In the second chart we can see that last week lows and this weeks bounce off the 50 maintained a parallel with the trend line at the top of the channel. You can see there is still a small gap from the Monday close. The blue rectangles are price gaps. The red rectangles are high-volumes done at that specific price level, which are likely to be inflection areas should price retreat there. The green lines are classic, horizontal price levels...well...call them price levels I think I see.
Looking at SPY we have a higher low where the Wed./Thu. candle combination is considered a bullish engulfing pattern, where Friday's action consolidated in the upper half of Thursday's move, all maintaining the channel slope...I lean toward bullish.

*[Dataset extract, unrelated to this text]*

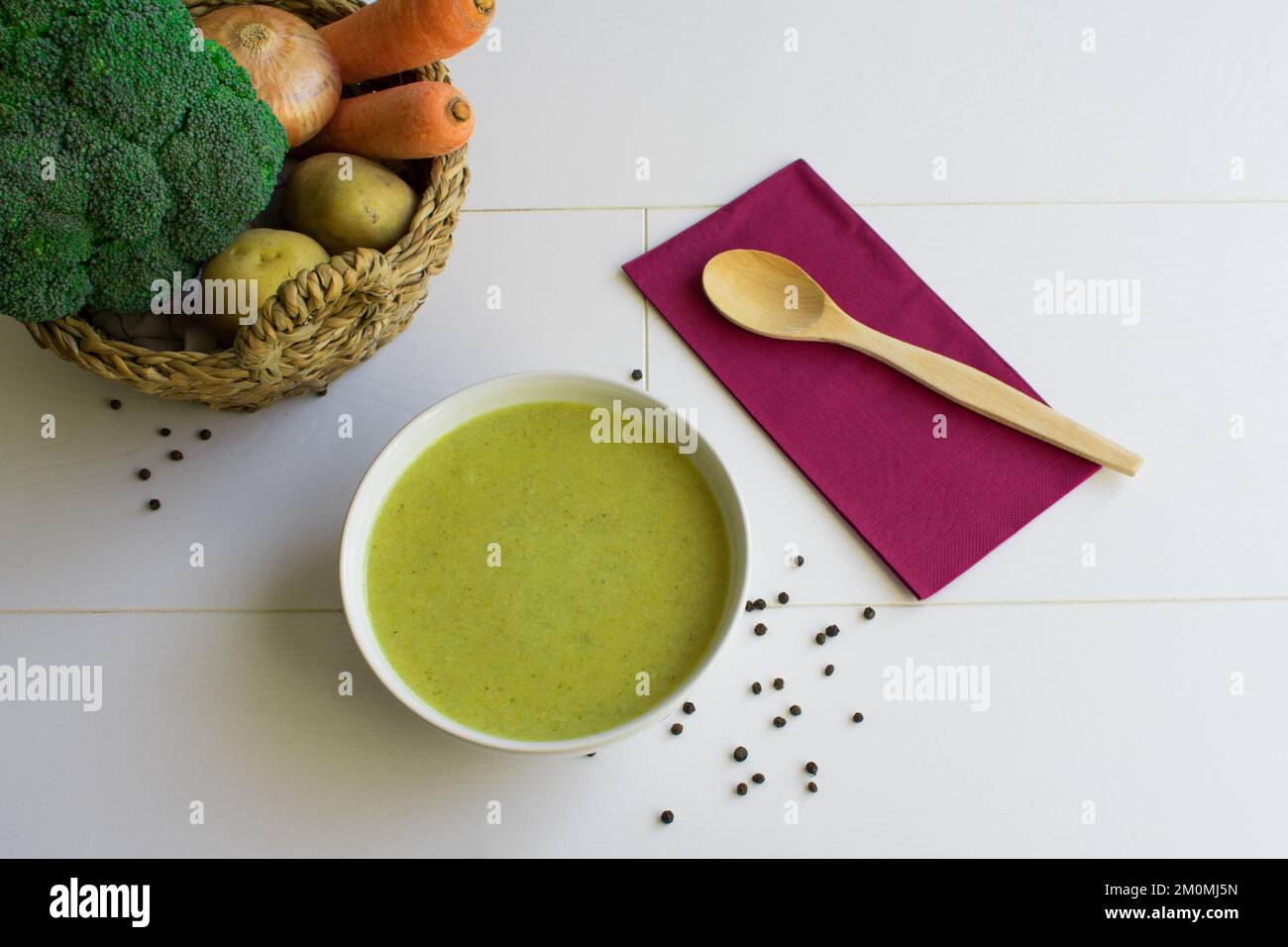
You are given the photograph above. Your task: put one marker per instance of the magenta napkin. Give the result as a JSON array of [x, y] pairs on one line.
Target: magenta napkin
[[864, 434]]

Interestingly enough, the IWM hasn't touched the 50 yet and volume hasn't been extraordinary:
One would have to think that the "risk on" index, IWM would start coming in before the SPY and the financials would have to break down, although the visual level of correlation between the spy and the financials must be damn close to 1.
The week that was:
You gotta' love Thursday's action...spy drops to the 50 day SMA then bounces north for the rest of the day, taking the other indexes with it...
The week that is:
One could argue that all of them look a tad bearish on these shorter term charts, but let's see what happens in Asia and Europe on Sunday night. Really, and I've said this before, bearish, bullish...meh...price action will tell. The rest is arguably a waste of mental energy. Figure out what you're going to do if price action brings you to a certain level and the setups tell you to go or not go.